The court ruled in a 7-2 decision that U.S. immigration officials can’t deport convicted criminals in cases where the crime falls outside federal jurisdiction. The case involved a Tunisian immigrant who pleaded guilty to a misdemeanor charge of possession of drug paraphernalia.
Moones Mellouli—the Tunisian immigrant—came to the United States on a student visa and then earned a bachelor’s and a master’s degree. After his studies, he went on to teach math at the University of Missouri. Five years ago, Mellouli was arrested for driving under the influence. It’s at this time that police found pills hidden in his sock.
From a legal perspective, then, Mellouli’s sock amounted to paraphernalia. Federal immigration officials cited the conviction as sufficient reason to deport the immigrant.

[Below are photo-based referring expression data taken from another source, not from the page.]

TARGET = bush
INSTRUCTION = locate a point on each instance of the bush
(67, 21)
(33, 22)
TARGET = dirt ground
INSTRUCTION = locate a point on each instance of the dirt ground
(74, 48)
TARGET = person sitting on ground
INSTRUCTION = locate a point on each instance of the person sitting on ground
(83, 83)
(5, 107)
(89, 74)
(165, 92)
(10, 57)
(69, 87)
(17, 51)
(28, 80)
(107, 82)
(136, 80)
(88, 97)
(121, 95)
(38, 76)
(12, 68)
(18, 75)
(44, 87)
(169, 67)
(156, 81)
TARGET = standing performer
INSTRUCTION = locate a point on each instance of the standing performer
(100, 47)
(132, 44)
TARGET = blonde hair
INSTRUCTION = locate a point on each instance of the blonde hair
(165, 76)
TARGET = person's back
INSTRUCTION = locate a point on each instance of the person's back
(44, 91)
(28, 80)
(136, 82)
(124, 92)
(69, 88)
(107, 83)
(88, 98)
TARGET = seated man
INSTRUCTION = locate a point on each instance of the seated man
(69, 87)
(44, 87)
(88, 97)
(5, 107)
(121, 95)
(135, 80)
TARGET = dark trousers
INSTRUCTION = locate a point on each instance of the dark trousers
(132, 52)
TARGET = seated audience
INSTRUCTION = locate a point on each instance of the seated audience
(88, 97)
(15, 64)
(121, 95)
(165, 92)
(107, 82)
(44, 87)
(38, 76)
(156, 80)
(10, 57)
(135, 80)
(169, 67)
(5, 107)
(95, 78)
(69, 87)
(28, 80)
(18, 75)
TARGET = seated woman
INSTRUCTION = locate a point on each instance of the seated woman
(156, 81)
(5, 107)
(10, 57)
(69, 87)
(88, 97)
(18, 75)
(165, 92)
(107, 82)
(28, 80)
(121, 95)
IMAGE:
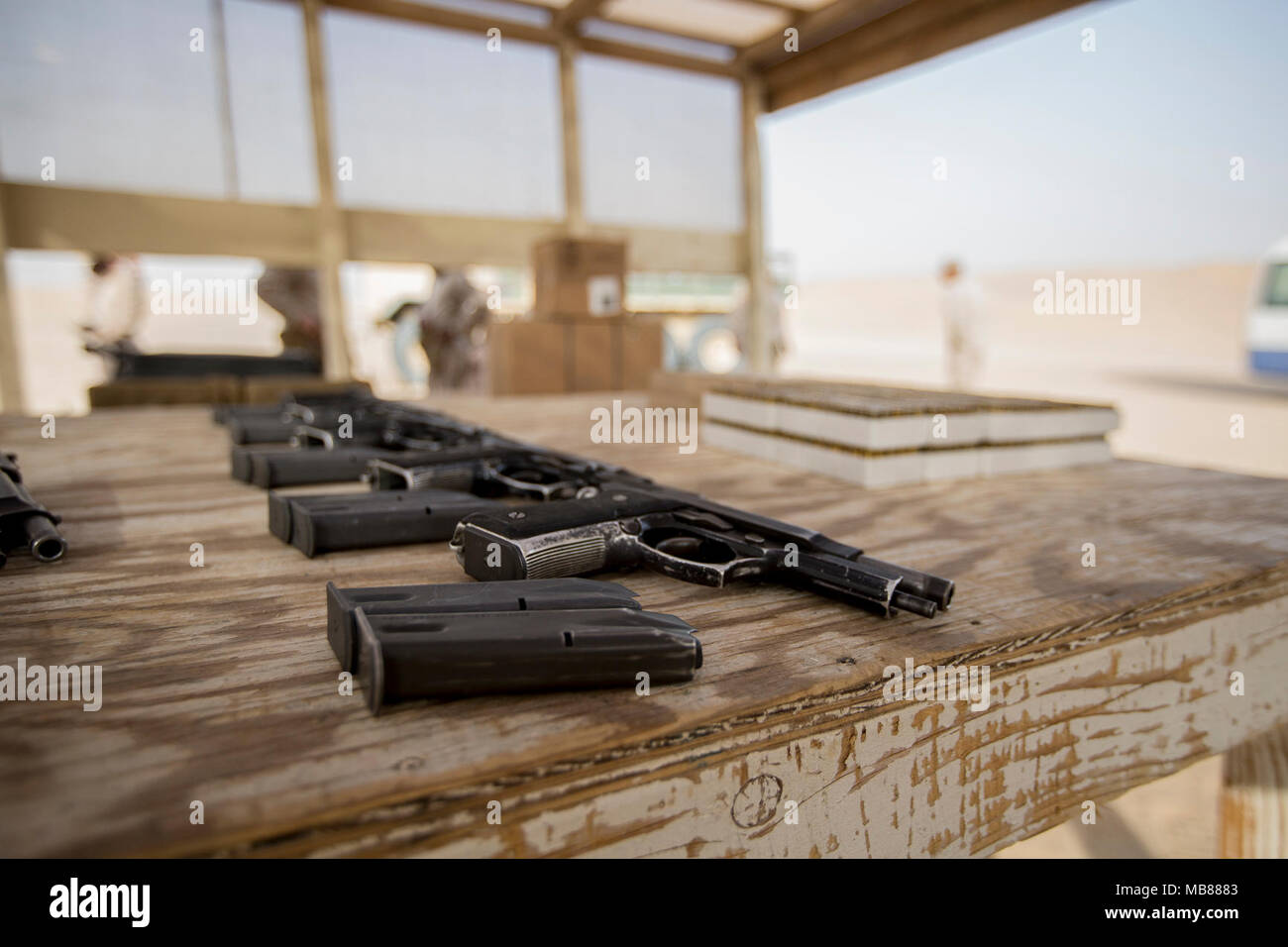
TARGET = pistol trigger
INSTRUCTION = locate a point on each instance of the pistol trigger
(703, 518)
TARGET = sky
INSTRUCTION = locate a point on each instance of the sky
(1054, 157)
(1050, 155)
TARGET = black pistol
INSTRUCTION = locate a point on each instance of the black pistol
(407, 642)
(24, 522)
(384, 432)
(688, 538)
(262, 424)
(424, 502)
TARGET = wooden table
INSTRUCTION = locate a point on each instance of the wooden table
(219, 685)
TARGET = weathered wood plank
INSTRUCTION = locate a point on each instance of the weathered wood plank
(219, 684)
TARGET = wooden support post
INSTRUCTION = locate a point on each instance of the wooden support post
(754, 211)
(575, 215)
(331, 234)
(1254, 797)
(228, 138)
(11, 363)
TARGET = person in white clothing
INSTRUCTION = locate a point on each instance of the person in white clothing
(962, 303)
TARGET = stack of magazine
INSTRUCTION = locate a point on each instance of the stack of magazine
(884, 437)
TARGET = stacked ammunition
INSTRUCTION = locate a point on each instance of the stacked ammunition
(883, 437)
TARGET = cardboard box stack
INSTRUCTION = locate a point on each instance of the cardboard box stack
(579, 338)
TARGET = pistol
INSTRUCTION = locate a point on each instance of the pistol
(259, 424)
(385, 431)
(688, 538)
(24, 522)
(424, 502)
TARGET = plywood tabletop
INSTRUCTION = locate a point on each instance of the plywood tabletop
(219, 684)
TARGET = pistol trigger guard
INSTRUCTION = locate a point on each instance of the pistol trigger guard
(713, 574)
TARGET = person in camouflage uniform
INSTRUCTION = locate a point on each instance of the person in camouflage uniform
(451, 328)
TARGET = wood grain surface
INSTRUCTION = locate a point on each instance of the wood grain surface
(219, 685)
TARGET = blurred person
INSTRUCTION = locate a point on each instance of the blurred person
(452, 330)
(296, 295)
(962, 304)
(772, 309)
(117, 302)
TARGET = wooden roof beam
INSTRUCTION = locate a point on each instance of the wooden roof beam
(912, 34)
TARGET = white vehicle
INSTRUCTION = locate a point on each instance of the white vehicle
(1267, 317)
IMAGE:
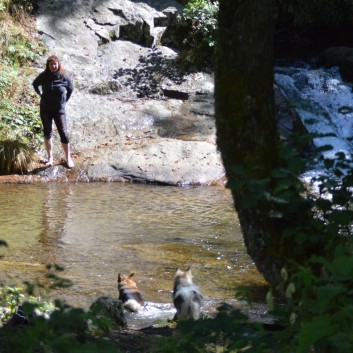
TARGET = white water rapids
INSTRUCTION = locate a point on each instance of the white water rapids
(324, 103)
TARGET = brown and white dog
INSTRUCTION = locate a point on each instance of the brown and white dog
(129, 293)
(187, 298)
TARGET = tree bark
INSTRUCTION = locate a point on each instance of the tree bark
(247, 134)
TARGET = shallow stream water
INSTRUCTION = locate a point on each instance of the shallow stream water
(97, 230)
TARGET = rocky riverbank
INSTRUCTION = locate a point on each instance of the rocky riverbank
(136, 113)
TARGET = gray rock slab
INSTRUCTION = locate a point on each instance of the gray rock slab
(121, 124)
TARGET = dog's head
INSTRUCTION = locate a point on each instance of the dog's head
(126, 280)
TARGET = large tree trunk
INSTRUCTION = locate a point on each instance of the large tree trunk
(247, 134)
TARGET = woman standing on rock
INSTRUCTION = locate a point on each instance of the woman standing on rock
(55, 88)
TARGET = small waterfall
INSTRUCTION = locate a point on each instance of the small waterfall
(324, 103)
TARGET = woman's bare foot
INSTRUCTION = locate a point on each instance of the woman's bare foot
(70, 163)
(47, 162)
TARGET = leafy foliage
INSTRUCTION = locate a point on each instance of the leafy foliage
(15, 155)
(200, 16)
(314, 314)
(19, 116)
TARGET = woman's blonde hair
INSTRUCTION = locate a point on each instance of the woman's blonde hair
(52, 58)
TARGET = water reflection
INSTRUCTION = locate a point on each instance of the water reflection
(98, 230)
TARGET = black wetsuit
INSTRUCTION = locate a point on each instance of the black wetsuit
(56, 90)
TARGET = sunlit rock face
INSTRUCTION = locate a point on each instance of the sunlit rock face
(135, 112)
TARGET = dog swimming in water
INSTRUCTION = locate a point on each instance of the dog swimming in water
(187, 298)
(129, 293)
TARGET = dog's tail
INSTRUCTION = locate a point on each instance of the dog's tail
(132, 305)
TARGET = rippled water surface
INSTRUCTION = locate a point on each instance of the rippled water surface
(97, 230)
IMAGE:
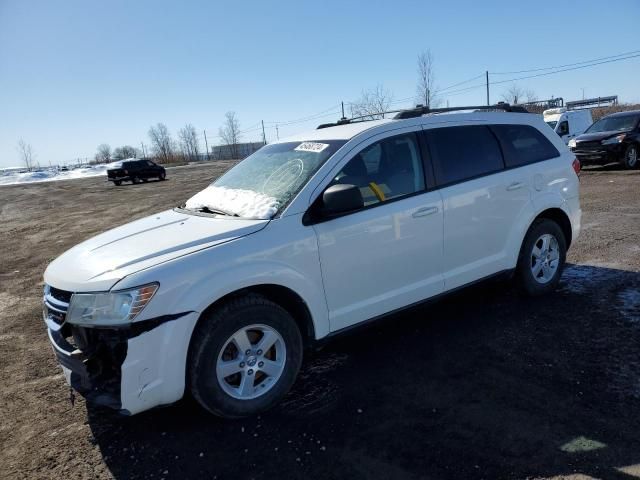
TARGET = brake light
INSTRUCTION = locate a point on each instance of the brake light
(576, 166)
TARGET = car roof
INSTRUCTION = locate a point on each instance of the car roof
(351, 130)
(339, 132)
(628, 113)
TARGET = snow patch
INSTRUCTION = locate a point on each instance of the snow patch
(245, 203)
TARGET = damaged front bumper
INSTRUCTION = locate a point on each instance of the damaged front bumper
(131, 368)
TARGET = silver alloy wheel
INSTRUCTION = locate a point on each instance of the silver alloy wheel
(251, 362)
(545, 258)
(632, 156)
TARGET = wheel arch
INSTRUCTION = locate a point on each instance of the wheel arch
(283, 296)
(560, 217)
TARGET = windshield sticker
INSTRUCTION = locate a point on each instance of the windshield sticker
(311, 147)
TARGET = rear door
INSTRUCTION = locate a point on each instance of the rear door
(481, 201)
(389, 254)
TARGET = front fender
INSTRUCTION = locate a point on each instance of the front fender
(284, 253)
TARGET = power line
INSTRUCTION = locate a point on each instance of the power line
(564, 70)
(458, 84)
(567, 65)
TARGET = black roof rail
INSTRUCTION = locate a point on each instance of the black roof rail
(420, 110)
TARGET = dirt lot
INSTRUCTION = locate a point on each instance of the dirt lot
(484, 384)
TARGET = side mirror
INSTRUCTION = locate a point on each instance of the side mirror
(340, 198)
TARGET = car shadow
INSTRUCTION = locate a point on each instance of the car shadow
(129, 184)
(609, 167)
(483, 384)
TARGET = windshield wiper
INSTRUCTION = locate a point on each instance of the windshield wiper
(217, 211)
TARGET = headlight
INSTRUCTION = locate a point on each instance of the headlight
(616, 139)
(110, 308)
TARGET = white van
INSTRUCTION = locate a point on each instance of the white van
(568, 123)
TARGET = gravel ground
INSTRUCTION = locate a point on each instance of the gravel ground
(484, 384)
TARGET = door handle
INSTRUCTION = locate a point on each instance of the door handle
(423, 212)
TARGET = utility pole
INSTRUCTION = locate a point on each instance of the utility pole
(206, 144)
(487, 74)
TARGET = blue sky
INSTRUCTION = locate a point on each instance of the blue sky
(74, 74)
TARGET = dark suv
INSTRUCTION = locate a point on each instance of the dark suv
(136, 171)
(614, 138)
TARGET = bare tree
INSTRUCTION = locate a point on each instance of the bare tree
(161, 142)
(26, 154)
(426, 79)
(230, 133)
(189, 142)
(103, 155)
(530, 95)
(126, 151)
(513, 94)
(372, 103)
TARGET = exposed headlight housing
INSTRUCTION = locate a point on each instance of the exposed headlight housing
(613, 140)
(109, 308)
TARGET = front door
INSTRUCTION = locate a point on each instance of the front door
(387, 255)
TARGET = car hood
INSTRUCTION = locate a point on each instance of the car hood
(100, 262)
(596, 137)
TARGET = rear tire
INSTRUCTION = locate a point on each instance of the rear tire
(630, 159)
(229, 375)
(542, 258)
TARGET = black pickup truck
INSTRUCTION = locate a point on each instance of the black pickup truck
(136, 171)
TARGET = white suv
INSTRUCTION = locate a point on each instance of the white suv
(303, 239)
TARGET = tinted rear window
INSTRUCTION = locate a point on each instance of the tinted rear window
(523, 144)
(461, 153)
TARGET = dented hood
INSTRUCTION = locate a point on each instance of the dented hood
(98, 263)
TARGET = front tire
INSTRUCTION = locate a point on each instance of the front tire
(245, 357)
(542, 258)
(630, 159)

Besides classifying a sock as drug paraphernalia, the case reaches new heights of lunacy considering the pills officers found were Adderrall, a common stimulant. The irony was not lost on Justice Elena Kagan, a former law school dean.
“He had four pills of Adderall,” Kagan said during oral arguments in the case as she pointed out a “decent chance” that a random selection of students in “half the colleges in America” would also turn up the pills.
In his argument to the court, Mellouli attorney Jon Laramore, said the government was guilty of extreme overreach in their case.
“Possession of paraphernalia is not a federal offense,” the attorney argued to the justices. “One cannot be prosecuted federally for possessing drug paraphernalia,” he said.
The justice sided with Mellouli and Laramore on the point. Justice Ruth Bader Ginsberg wrote the majority opinion.
The dissent, written by Justice Clarence Thomas, emphasized immigrant responsibility to the letter of the law. In his opinion, Thomas wrote, there is “nothing absurd about removing individuals who are unwilling to respect the drug laws.”